Finally, derived parameters (those defined in terms of others) are evaluated in
declaration order against the fitted values, the fork baseline, and any
new_params integer baselines, using a small arithmetic-only expression
language. The generated new_gas_proposal.md client-comparison section shows how
far the worst client sits from the rest of the field. The
evm-gasfit gas-params docs
cover the selection and derivation rules in full.
Throughput loss of repricing
At 100 Mgas/s the fair price for an op is its exact fractional gas — the cost at which a block of that op runs at exactly the anchor's Mgas/s. The Throughput-loss page compares three ways to price each op against that ideal: keep today's integer cost (no reprice), round the fair price up to an integer ≥ 1 (reprice + round), or charge the fair price directly (reprice + fractional, zero loss). Per fitted parameter:
exact = anchor_rate · runtime_ms / 1000 loss(no reprice) = max(current − exact, 0) loss(round) = ⌈exact⌉ − exact
The analysis focuses on the operations repricing makes cheaper. Throughput is
wasted only by overcharging: an op whose fair price is below today's cost
(exact < current) is overpriced, so the gas limit binds before the real-time
budget and capacity sits idle. An op that repricing would make more expensive
(underpriced today, exact > current) is undercharged — it isn't wasting
throughput — so its no-reprice loss is floored at zero rather than counted as a
negative offset. The no-reprice metric is therefore a pure sum of the wasted throughput on the
cost-decrease ops, with no undercharge netting against it.

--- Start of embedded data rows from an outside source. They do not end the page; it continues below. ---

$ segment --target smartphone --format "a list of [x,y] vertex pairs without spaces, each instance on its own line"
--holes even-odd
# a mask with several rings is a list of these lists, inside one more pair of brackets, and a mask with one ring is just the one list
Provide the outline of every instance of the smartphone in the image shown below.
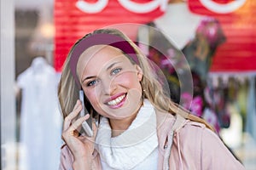
[[[79,99],[82,103],[82,110],[79,113],[79,117],[85,116],[85,114],[89,114],[88,110],[85,108],[84,105],[84,91],[80,90],[79,91]],[[89,137],[92,137],[93,136],[93,132],[92,132],[92,122],[91,122],[91,117],[90,116],[89,119],[87,119],[86,121],[84,121],[82,123],[82,130],[84,130],[84,132],[86,133],[87,136]]]

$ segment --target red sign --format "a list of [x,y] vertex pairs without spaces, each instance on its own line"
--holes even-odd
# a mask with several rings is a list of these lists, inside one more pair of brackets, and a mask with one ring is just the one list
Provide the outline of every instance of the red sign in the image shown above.
[[193,13],[217,18],[226,36],[211,71],[256,71],[256,1],[189,0]]
[[[55,0],[55,68],[62,65],[73,44],[86,33],[110,25],[147,23],[163,14],[165,1],[152,0]],[[123,28],[136,38],[136,27]]]

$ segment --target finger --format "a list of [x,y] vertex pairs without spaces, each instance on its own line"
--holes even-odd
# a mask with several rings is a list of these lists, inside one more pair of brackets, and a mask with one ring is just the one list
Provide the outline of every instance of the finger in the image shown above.
[[95,119],[93,119],[93,121],[92,121],[92,131],[93,131],[93,139],[95,139],[97,131],[98,131],[98,128],[96,124]]
[[86,121],[90,117],[89,114],[86,114],[84,116],[79,117],[78,120],[76,120],[69,128],[68,131],[73,131],[77,130],[81,124]]
[[79,100],[77,100],[77,103],[76,103],[73,111],[65,117],[64,124],[63,124],[64,131],[69,128],[72,121],[78,116],[78,114],[79,113],[79,111],[81,110],[82,110],[81,102]]

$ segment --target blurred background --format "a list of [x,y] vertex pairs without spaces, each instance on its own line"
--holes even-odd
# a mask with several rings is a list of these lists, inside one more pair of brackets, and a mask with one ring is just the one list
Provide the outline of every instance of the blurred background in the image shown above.
[[254,0],[0,2],[1,169],[58,168],[61,67],[77,39],[102,27],[136,42],[162,69],[173,101],[256,169]]

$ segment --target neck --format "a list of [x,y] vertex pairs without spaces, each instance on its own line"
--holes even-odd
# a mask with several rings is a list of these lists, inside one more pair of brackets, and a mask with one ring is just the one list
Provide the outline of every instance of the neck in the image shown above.
[[131,116],[124,119],[109,119],[109,124],[112,129],[112,137],[116,137],[127,130],[137,113],[132,114]]

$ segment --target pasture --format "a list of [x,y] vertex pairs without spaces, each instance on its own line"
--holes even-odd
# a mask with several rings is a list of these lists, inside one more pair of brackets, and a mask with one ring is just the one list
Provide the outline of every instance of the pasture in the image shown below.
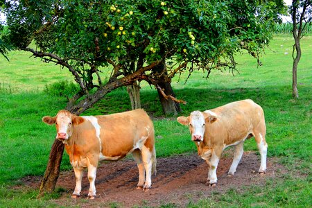
[[[312,35],[305,36],[301,42],[302,56],[297,72],[300,98],[297,100],[291,96],[293,43],[290,35],[275,35],[261,58],[263,66],[259,67],[254,58],[243,52],[238,54],[239,73],[234,72],[234,76],[229,71],[216,71],[206,79],[205,74],[195,71],[185,85],[187,74],[183,75],[179,82],[175,78],[172,83],[177,98],[187,102],[187,105],[182,105],[182,115],[188,115],[195,110],[205,110],[245,98],[251,98],[261,105],[267,125],[268,162],[274,164],[275,171],[277,171],[274,173],[275,176],[270,177],[270,174],[273,173],[270,173],[268,169],[268,176],[265,175],[261,183],[252,180],[248,182],[240,181],[241,177],[234,176],[226,180],[228,184],[219,184],[218,189],[205,187],[196,190],[196,187],[193,187],[193,191],[186,189],[181,195],[183,197],[181,200],[184,200],[182,205],[177,199],[171,201],[165,198],[159,200],[157,203],[152,203],[142,197],[140,202],[132,206],[311,206]],[[66,69],[42,63],[39,59],[30,58],[29,55],[24,52],[12,51],[8,56],[10,62],[0,57],[0,207],[127,207],[118,199],[105,201],[100,198],[89,202],[83,198],[71,200],[69,197],[72,190],[68,190],[64,184],[53,194],[36,199],[38,189],[35,186],[28,185],[29,183],[25,178],[37,180],[38,176],[43,175],[55,134],[55,128],[46,125],[41,119],[46,115],[54,116],[59,110],[64,108],[66,96],[70,96],[75,86],[70,84],[73,78]],[[196,148],[191,141],[187,128],[179,124],[175,121],[176,116],[164,118],[156,90],[144,83],[141,87],[142,107],[154,121],[158,165],[161,166],[162,161],[176,158],[174,157],[180,159],[184,158],[186,161],[194,158],[196,162],[202,162],[202,159],[194,157]],[[125,98],[128,98],[125,89],[119,89],[83,114],[129,110],[131,108],[130,101]],[[252,155],[254,152],[258,155],[253,139],[246,141],[244,150]],[[231,160],[230,155],[231,148],[229,148],[225,151],[223,159]],[[258,168],[259,157],[257,156],[254,157],[254,162]],[[122,166],[130,159],[126,158],[125,162],[117,164]],[[241,166],[241,170],[243,169],[245,165],[248,165],[246,162],[249,161],[245,160],[239,168]],[[103,166],[105,165],[103,163]],[[62,171],[71,170],[66,153],[61,168]],[[206,175],[207,171],[203,169],[200,175]],[[159,172],[159,174],[162,173]],[[135,173],[135,176],[137,174]],[[73,173],[71,172],[69,175],[73,176]],[[200,177],[199,180],[205,182],[205,176]],[[258,176],[256,175],[256,177]],[[35,182],[39,184],[40,181],[33,181],[32,184]],[[159,186],[157,182],[155,180],[156,187]],[[220,181],[219,182],[221,184]],[[99,186],[99,183],[98,182],[96,186]],[[107,184],[105,180],[101,180],[101,184]],[[87,184],[85,182],[85,187]],[[222,189],[221,186],[225,188]],[[69,187],[73,188],[73,185]],[[153,193],[153,189],[150,191]],[[126,194],[125,198],[127,198]],[[141,193],[144,194],[149,193]]]

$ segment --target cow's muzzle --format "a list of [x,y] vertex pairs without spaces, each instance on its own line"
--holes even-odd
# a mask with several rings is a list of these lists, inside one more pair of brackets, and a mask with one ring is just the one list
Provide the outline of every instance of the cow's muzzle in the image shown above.
[[62,140],[62,141],[64,139],[67,139],[67,134],[58,132],[58,135],[56,135],[56,139]]
[[200,135],[193,135],[192,137],[192,140],[193,141],[202,141],[202,136],[200,136]]

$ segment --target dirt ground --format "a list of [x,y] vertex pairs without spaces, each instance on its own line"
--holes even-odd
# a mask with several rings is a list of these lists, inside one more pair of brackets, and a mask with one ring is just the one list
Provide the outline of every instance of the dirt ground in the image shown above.
[[[269,158],[267,173],[261,176],[257,171],[260,157],[252,152],[245,153],[239,164],[235,175],[227,177],[232,163],[232,153],[219,162],[217,169],[218,185],[206,186],[207,165],[196,154],[158,158],[157,175],[153,175],[152,189],[147,191],[135,189],[138,181],[138,169],[133,160],[102,162],[97,171],[96,180],[96,198],[87,200],[89,182],[85,173],[83,180],[83,196],[71,199],[70,196],[75,187],[73,171],[61,173],[57,187],[65,189],[60,198],[55,202],[62,206],[78,205],[81,207],[109,207],[111,202],[118,202],[123,207],[133,206],[158,207],[171,203],[184,207],[189,202],[209,197],[211,191],[226,191],[234,187],[252,184],[264,185],[266,178],[275,177],[277,171],[284,169],[276,159]],[[24,178],[24,183],[33,187],[39,187],[40,177]]]

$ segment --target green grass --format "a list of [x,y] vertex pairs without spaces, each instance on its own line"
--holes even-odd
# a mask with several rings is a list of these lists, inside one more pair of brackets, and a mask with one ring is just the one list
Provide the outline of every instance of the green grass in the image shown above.
[[[187,74],[172,85],[177,98],[184,100],[181,114],[195,110],[205,110],[245,98],[252,98],[265,112],[268,157],[278,157],[293,173],[276,181],[268,180],[263,187],[245,187],[241,192],[229,190],[216,193],[189,207],[309,207],[311,204],[311,112],[312,36],[302,40],[302,56],[298,68],[300,98],[292,98],[291,53],[293,40],[290,35],[276,35],[266,54],[263,66],[243,53],[237,55],[239,73],[211,72],[210,78],[195,71],[184,85]],[[55,137],[55,129],[41,121],[45,115],[55,115],[66,105],[64,95],[71,90],[73,78],[65,69],[29,58],[30,53],[11,51],[10,61],[0,57],[0,207],[55,207],[49,196],[35,199],[37,190],[10,189],[26,175],[42,175]],[[107,76],[107,74],[103,74]],[[53,85],[51,85],[53,83]],[[155,128],[157,157],[195,153],[185,126],[175,117],[163,119],[157,92],[141,83],[143,107],[153,116]],[[62,95],[55,92],[62,89]],[[83,114],[110,114],[130,110],[125,88],[112,92]],[[257,150],[253,139],[245,142],[245,150]],[[62,170],[71,169],[66,153]],[[306,177],[295,177],[299,173]],[[290,173],[291,174],[291,173]],[[56,196],[58,196],[56,194]],[[18,206],[19,203],[21,206]],[[112,205],[113,206],[113,205]],[[173,207],[164,205],[164,207]]]

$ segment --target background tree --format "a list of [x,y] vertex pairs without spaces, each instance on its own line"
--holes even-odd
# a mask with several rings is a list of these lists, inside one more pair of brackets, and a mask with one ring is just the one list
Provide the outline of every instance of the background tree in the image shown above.
[[[2,11],[2,8],[4,6],[4,0],[0,0],[0,12]],[[4,27],[3,22],[0,21],[0,53],[7,60],[8,51],[10,50],[10,46],[2,40],[2,34],[3,33]]]
[[300,39],[304,36],[304,28],[312,19],[311,0],[293,0],[289,6],[289,12],[293,19],[293,36],[295,40],[293,50],[293,96],[299,97],[297,89],[297,69],[301,58]]
[[[281,0],[24,0],[6,8],[8,42],[73,74],[80,90],[66,109],[76,114],[121,86],[137,101],[141,80],[157,89],[165,113],[177,113],[174,76],[234,71],[241,49],[259,62],[284,10]],[[54,189],[63,149],[55,141],[41,193]]]

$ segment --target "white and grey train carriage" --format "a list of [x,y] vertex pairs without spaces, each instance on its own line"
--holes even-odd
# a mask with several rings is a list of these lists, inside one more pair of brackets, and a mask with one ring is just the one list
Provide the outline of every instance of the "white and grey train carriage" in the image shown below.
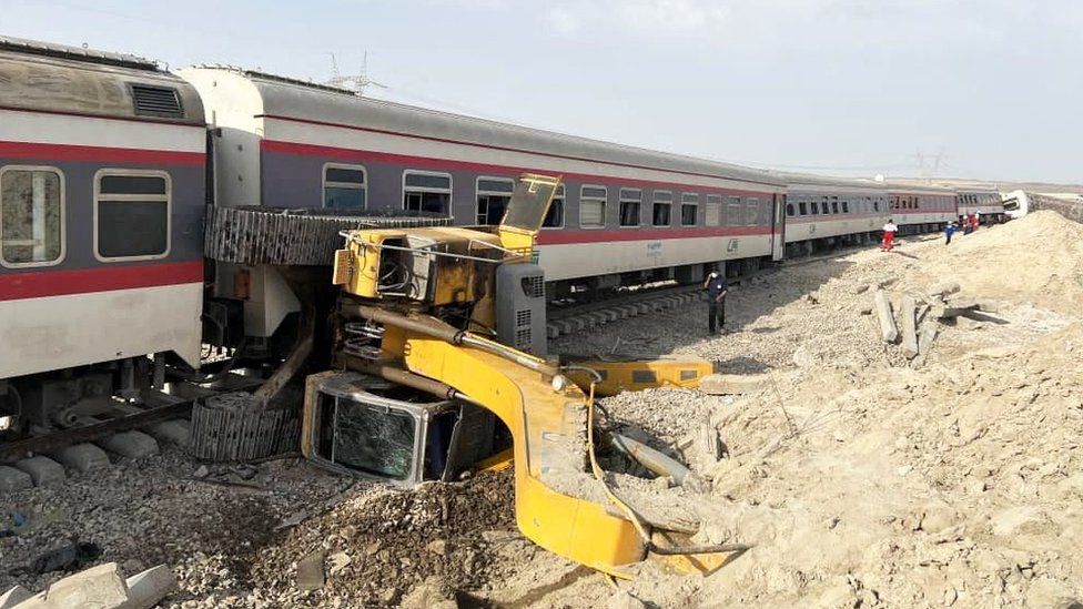
[[888,220],[888,191],[870,180],[780,174],[787,181],[787,255],[869,243]]
[[900,234],[939,231],[957,217],[955,192],[940,186],[889,184],[888,206]]
[[1004,200],[1000,191],[985,186],[960,186],[955,189],[959,196],[959,214],[981,214],[982,223],[1000,223],[1008,220],[1004,211]]
[[[765,171],[253,72],[173,75],[132,55],[0,38],[0,430],[4,413],[33,410],[28,402],[136,395],[145,375],[135,368],[151,355],[198,365],[201,317],[215,318],[222,301],[243,312],[242,338],[275,336],[300,303],[267,263],[204,257],[215,210],[495,223],[524,171],[565,179],[537,246],[556,296],[695,282],[709,265],[780,260],[786,245],[861,238],[884,209],[878,186],[802,177],[788,215],[788,179]],[[920,222],[954,214],[934,210]],[[50,423],[45,408],[33,416]]]
[[134,392],[146,355],[199,365],[205,141],[155,64],[0,38],[0,432]]
[[[564,191],[538,238],[551,294],[698,281],[705,265],[782,256],[785,182],[767,172],[234,69],[180,75],[199,90],[216,134],[220,205],[391,209],[496,223],[515,175],[556,173]],[[220,285],[229,291],[232,282]],[[271,333],[295,303],[273,276],[249,287],[261,288],[245,317]]]

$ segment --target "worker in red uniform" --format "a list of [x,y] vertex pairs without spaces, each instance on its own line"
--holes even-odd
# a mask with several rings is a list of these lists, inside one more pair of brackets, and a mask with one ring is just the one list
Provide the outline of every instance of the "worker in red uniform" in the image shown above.
[[891,220],[883,225],[883,241],[880,242],[880,250],[883,252],[890,252],[892,247],[895,246],[895,233],[899,232],[899,227]]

Opcode-level loss is the unweighted per-op loss / charged — the share
of the gas you pay that is waste. Mainnet-traffic loss sums each per-execution
op's loss weighted by how often it runs on mainnet, divided by G = total block
gas_used over the same window — all gas the chain burns, including the 21k intrinsic
and calldata, so it reads as a share of real block gas. Opcode counts come from Xatu's CBT
fct_opcode_gas_by_opcode_hourly table and the denominator from
fct_execution_gas_used_hourly (make composition → committed
data/tx_composition*.csv + data/tx_block_gas_hourly.csv). Per-word /
per-round coefficients are shown per-op but excluded from the weighted aggregate (their weight
depends on data sizes not modelled here). Rounding discards roughly half a gas per cheap-op
execution at any anchor, so its loss is nearly anchor-flat; the no-reprice loss shrinks as the
anchor rises (today's fixed cost becomes a smaller overcharge) and an op drops out of the loss
once the anchor pushes it underpriced.
Mapping gas parameters to loss — static vs. dynamic costs
Loss is computed per fitted gas coefficient, not per opcode. An op whose cost has
a static and a size-dependent part is fit as two separate parameters and appears as two rows. For
example KECCAK256 splits into OPCODE_KECCAK256_BASE (the per-execution cost) and
OPCODE_KECCAK256_PER_WORD (the marginal cost per 32-byte word); the copy opcodes and
the hash precompiles split the same way. Each coefficient gets its own modelled
runtime_ms (hence its own exact) and is compared against the matching
current cost parsed from the proposal table — base against today's base gas, per-word against
today's per-word gas.
The two metrics treat the dynamic coefficients differently:
-
Opcode-level loss includes every coefficient — both base and per-word/round/point
— since
loss / chargedis well-defined for each without any external weight. -
Mainnet-traffic loss weights each coefficient by how often it runs, and Xatu
gives us execution counts but not operand sizes. A per-word cost would need the
distribution of words hashed or copied per call, which we don't model — so
only the base (static, per-execution) coefficients are weighted in, each by its
opcode's execution count. The per-word / per-round / per-point coefficients
(
KECCAK256,SHA256,RIPEMD160,IDENTITY,BLAKE2F,ECPAIRING) are excluded from the weighted aggregate. The traffic number therefore captures base-cost rounding only and understates the total for size-heavy ops; the per-op table still shows their loss individually.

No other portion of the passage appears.